Of course, this is all a manner of speaking, in the grand tradition of sports curses. There are plenty of obvious materialistic explanations for the Bengals’ and Browns’ many failures. Although, there are some things that do strain probability…
This book was published in 2018, and since then both teams have enjoyed some success. The Browns finally broke their playoff-less streak in 2020, and the Bengals actually made it to the Super Bowl in 2021. (Losing, it must be noted, in very much the same way they did to the 49ers in 1988.) So perhaps the curse is lifting. But can it really be said to be ended until at least one of these teams holds aloft the Vince Lombardi trophy?
Knight’s prose is light and enjoyable, and he has a knack for clever phrasing and for highlighting amusing instances of ironic misfortune in the histories of both clubs, of which there are many. I’m pretty well-versed in football trivia, but I still learned a few new factoids.
All well and good, you say; but why am I dedicating one of my October blog posts, normally reserved for reviewing Halloween-related stories, to this book?
Watch this clip of the Browns/Bengals game from Halloween of last year. You don’t need to know a thing about football. All you need to know is that it’s Halloween night, and two teams whose colors are orange and brown and orange and black, are battling it out under the lights, amid a sea of roaring fans, many of whom are rigged out in costumes befitting All Hallows’ Eve.
The whole spectacle is weird and eerie, and, I’d argue, perfect for Halloween. The NFL should make it a tradition: every year, on the Thursday, Sunday, or Monday night closest to October 31st, the Bengals play the Browns. It’s really the perfect uniform combination for the occasion.
Now, it’s true that other teams, including the Broncos, Bears, and Dolphins have orange in their uniforms. (And indeed, the Bengals played a memorably weird game against the Dolphins on Halloween a decade ago.) But only the Bengals and Browns have that added (pumpkin?) spice of being arch-rivals. The memories of past triumphs and defeats echoing in every hit; the vaguely Biblical theme of two feuding brothers, and the added passion of the costumed fans, all combine to make a potent brew for epic gridiron madness.
And, in my opinion, football is as much a part of the Halloween season as jack-o’-lanterns and candy. Granted, I live smack dab in the middle of the state where the sport was effectively invented, but it is impossible to imagine midwestern Autumn without the thwack of offensive and defensive lines smashing together, seeing replica jerseys everywhere, team banners and pennants flying amid the Halloween decorations, and hearing the Monday morning radio shows buzzing about how the season is going. There’s a reason why, when I wrote a short story as a love-letter to the Halloween season, I had to include a scene at a football game.
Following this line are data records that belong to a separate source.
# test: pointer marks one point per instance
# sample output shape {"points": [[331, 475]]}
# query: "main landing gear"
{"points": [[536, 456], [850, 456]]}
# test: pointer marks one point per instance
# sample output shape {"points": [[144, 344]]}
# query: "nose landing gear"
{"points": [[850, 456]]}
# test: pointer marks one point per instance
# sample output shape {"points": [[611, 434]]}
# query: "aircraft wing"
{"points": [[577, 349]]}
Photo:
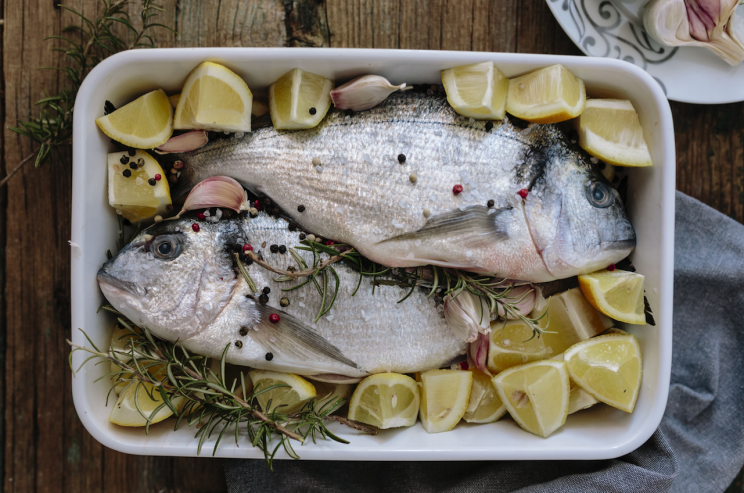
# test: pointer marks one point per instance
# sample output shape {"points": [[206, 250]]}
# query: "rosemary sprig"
{"points": [[210, 401], [85, 46]]}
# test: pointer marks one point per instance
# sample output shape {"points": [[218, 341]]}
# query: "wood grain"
{"points": [[45, 446]]}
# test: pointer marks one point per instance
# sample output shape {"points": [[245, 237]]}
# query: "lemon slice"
{"points": [[608, 368], [536, 395], [549, 95], [385, 400], [445, 395], [609, 129], [476, 91], [138, 186], [329, 393], [214, 98], [145, 123], [126, 413], [512, 344], [571, 319], [485, 405], [299, 99], [618, 294], [285, 400]]}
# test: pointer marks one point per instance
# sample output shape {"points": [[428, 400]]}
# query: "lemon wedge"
{"points": [[476, 91], [285, 400], [571, 319], [618, 294], [536, 395], [445, 395], [512, 344], [385, 400], [138, 186], [608, 368], [549, 95], [485, 405], [214, 98], [145, 123], [299, 99], [609, 129], [137, 395]]}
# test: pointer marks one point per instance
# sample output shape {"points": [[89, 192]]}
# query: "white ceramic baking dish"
{"points": [[598, 433]]}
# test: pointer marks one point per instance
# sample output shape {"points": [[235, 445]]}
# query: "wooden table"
{"points": [[46, 447]]}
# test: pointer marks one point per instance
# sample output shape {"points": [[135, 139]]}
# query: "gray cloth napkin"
{"points": [[699, 446]]}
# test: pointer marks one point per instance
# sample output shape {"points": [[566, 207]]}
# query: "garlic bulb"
{"points": [[363, 93], [467, 315], [709, 23]]}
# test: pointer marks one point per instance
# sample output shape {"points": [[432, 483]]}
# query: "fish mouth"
{"points": [[627, 244], [106, 280]]}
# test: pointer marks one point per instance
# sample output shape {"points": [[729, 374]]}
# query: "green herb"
{"points": [[85, 46], [211, 402]]}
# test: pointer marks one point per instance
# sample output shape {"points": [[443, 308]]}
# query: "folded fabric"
{"points": [[699, 446]]}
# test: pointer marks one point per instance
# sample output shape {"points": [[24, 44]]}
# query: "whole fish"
{"points": [[410, 182], [184, 286]]}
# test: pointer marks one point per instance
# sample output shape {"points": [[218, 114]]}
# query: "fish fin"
{"points": [[473, 225], [290, 336]]}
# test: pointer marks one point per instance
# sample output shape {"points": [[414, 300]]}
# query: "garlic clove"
{"points": [[184, 143], [217, 191], [467, 315], [363, 93], [712, 24]]}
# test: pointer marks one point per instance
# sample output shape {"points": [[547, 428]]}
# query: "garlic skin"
{"points": [[217, 191], [363, 93], [467, 315], [709, 23]]}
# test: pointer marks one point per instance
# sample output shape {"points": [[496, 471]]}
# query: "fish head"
{"points": [[173, 279], [577, 219]]}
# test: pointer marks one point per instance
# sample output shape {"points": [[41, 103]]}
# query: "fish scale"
{"points": [[364, 197]]}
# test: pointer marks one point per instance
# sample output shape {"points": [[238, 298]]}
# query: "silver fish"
{"points": [[353, 175], [184, 286]]}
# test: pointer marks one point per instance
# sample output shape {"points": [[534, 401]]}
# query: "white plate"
{"points": [[614, 29], [598, 433]]}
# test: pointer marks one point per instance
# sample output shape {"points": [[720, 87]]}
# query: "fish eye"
{"points": [[166, 247], [599, 195]]}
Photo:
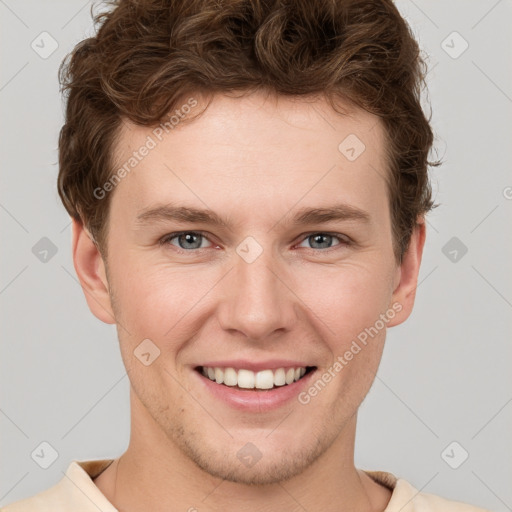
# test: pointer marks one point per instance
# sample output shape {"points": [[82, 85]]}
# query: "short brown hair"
{"points": [[149, 54]]}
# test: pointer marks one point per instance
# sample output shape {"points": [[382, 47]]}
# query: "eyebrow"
{"points": [[337, 212]]}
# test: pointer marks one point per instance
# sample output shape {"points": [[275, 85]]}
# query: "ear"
{"points": [[90, 269], [406, 282]]}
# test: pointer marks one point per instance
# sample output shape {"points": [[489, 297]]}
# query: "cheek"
{"points": [[346, 299]]}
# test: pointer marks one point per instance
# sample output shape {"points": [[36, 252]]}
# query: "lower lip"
{"points": [[253, 400]]}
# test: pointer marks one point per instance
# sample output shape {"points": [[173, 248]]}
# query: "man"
{"points": [[248, 186]]}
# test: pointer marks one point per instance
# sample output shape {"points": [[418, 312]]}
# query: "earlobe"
{"points": [[405, 293], [90, 270]]}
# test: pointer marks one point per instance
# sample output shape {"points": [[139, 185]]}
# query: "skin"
{"points": [[253, 160]]}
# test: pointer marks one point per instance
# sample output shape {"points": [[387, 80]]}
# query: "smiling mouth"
{"points": [[264, 380]]}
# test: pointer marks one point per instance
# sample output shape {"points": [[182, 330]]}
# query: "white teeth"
{"points": [[230, 377], [219, 376], [264, 380], [280, 377], [247, 379]]}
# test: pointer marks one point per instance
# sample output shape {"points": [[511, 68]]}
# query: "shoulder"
{"points": [[406, 498], [75, 491]]}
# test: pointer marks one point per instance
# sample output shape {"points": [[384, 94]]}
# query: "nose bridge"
{"points": [[259, 302]]}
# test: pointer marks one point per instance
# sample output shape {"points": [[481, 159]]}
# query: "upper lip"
{"points": [[271, 364]]}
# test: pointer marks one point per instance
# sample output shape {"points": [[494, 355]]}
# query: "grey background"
{"points": [[445, 375]]}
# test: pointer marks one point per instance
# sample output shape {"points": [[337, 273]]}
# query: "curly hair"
{"points": [[149, 54]]}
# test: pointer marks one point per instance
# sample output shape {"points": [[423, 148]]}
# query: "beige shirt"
{"points": [[77, 492]]}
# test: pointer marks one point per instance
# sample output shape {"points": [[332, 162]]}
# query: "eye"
{"points": [[324, 240], [186, 240]]}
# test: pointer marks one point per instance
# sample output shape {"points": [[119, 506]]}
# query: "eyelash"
{"points": [[344, 241]]}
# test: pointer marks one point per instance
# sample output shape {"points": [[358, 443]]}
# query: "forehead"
{"points": [[257, 153]]}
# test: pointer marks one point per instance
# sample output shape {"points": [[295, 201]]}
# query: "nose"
{"points": [[259, 299]]}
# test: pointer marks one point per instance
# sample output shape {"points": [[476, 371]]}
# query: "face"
{"points": [[278, 285]]}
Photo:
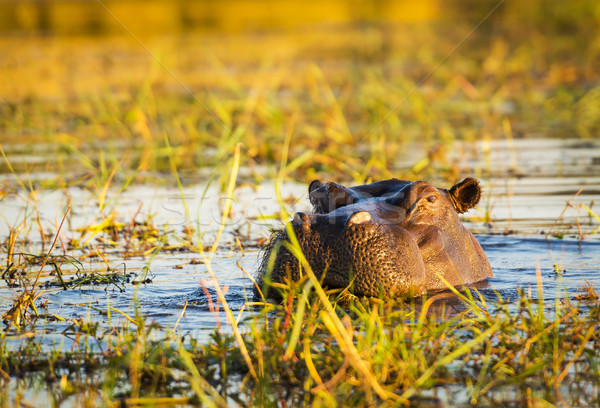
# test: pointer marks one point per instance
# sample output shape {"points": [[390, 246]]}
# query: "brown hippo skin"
{"points": [[389, 238]]}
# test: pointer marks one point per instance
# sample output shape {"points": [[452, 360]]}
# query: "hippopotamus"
{"points": [[388, 238]]}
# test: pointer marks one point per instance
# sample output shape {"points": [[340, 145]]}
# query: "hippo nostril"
{"points": [[362, 217]]}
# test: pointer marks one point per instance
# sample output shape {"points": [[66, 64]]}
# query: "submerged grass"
{"points": [[315, 108], [367, 352]]}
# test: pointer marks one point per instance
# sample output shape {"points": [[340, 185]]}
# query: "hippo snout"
{"points": [[388, 238]]}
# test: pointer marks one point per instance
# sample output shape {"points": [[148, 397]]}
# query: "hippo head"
{"points": [[387, 238]]}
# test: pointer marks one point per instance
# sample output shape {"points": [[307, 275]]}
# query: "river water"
{"points": [[532, 219]]}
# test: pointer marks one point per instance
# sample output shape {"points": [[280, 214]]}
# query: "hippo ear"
{"points": [[328, 197], [314, 185], [465, 195]]}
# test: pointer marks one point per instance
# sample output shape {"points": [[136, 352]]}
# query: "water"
{"points": [[529, 226]]}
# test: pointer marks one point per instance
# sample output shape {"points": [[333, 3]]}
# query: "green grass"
{"points": [[339, 101], [489, 352]]}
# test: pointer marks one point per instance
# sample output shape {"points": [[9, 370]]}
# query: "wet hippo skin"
{"points": [[388, 238]]}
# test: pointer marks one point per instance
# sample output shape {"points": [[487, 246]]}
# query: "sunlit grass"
{"points": [[342, 100]]}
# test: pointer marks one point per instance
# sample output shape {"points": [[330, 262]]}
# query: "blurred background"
{"points": [[364, 89]]}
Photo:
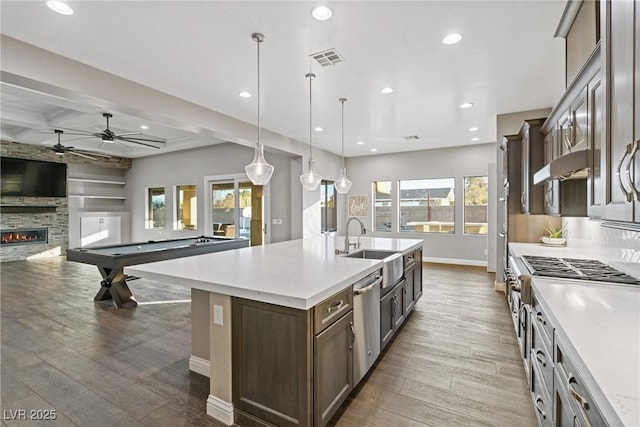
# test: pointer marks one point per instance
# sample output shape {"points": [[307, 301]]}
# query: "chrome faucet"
{"points": [[363, 230]]}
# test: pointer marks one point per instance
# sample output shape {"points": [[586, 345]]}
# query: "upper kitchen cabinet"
{"points": [[621, 65], [580, 27], [532, 145]]}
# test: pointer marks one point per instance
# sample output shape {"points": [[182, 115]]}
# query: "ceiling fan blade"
{"points": [[137, 141], [92, 153], [82, 155], [125, 145]]}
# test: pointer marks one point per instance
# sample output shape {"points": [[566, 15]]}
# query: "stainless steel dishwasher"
{"points": [[366, 322]]}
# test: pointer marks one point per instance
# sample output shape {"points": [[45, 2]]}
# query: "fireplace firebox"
{"points": [[23, 236]]}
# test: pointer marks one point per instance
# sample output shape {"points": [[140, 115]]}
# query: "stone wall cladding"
{"points": [[57, 222]]}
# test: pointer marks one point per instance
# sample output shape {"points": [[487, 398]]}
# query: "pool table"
{"points": [[112, 259]]}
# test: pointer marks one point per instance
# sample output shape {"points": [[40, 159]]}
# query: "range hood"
{"points": [[573, 165]]}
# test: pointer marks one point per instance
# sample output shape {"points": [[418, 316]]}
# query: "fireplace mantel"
{"points": [[27, 209]]}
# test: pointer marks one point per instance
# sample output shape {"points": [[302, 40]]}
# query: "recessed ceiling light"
{"points": [[321, 13], [60, 7], [452, 38]]}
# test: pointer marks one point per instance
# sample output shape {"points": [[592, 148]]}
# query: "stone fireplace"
{"points": [[24, 236]]}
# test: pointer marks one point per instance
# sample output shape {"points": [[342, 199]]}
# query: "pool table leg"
{"points": [[114, 286]]}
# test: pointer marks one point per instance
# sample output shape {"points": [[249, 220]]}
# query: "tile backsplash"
{"points": [[618, 248]]}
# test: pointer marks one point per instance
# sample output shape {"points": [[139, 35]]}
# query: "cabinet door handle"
{"points": [[582, 402], [632, 156], [628, 195], [335, 307], [540, 407], [353, 335], [541, 357]]}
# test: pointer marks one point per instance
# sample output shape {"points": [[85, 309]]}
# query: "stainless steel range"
{"points": [[580, 269]]}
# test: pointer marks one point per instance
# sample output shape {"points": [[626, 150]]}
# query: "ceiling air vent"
{"points": [[328, 57]]}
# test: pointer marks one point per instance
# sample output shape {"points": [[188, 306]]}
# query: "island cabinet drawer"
{"points": [[542, 403], [332, 309], [542, 357], [586, 410], [542, 319]]}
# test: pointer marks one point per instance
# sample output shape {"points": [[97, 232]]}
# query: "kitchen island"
{"points": [[239, 296]]}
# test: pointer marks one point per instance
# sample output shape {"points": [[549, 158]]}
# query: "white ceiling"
{"points": [[202, 52]]}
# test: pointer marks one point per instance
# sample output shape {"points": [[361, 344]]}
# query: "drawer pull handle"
{"points": [[353, 335], [583, 404], [580, 399], [540, 407], [335, 307]]}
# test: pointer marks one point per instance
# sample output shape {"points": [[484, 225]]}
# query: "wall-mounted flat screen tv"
{"points": [[32, 178]]}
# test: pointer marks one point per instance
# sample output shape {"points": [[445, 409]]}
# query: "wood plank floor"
{"points": [[455, 361]]}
And, as some of you may know, I am not even primarily a fan of either of these teams. (Though I will always have some fondness for the Bengals.) My team plays further north, and is more associated with the “something of winter in their faces” that John Facenda once spoke of, than with the warm orange-and-brown hues of Autumn. Yet, my judgment remains the same: the Bengals and Browns are the perfect Halloween teams.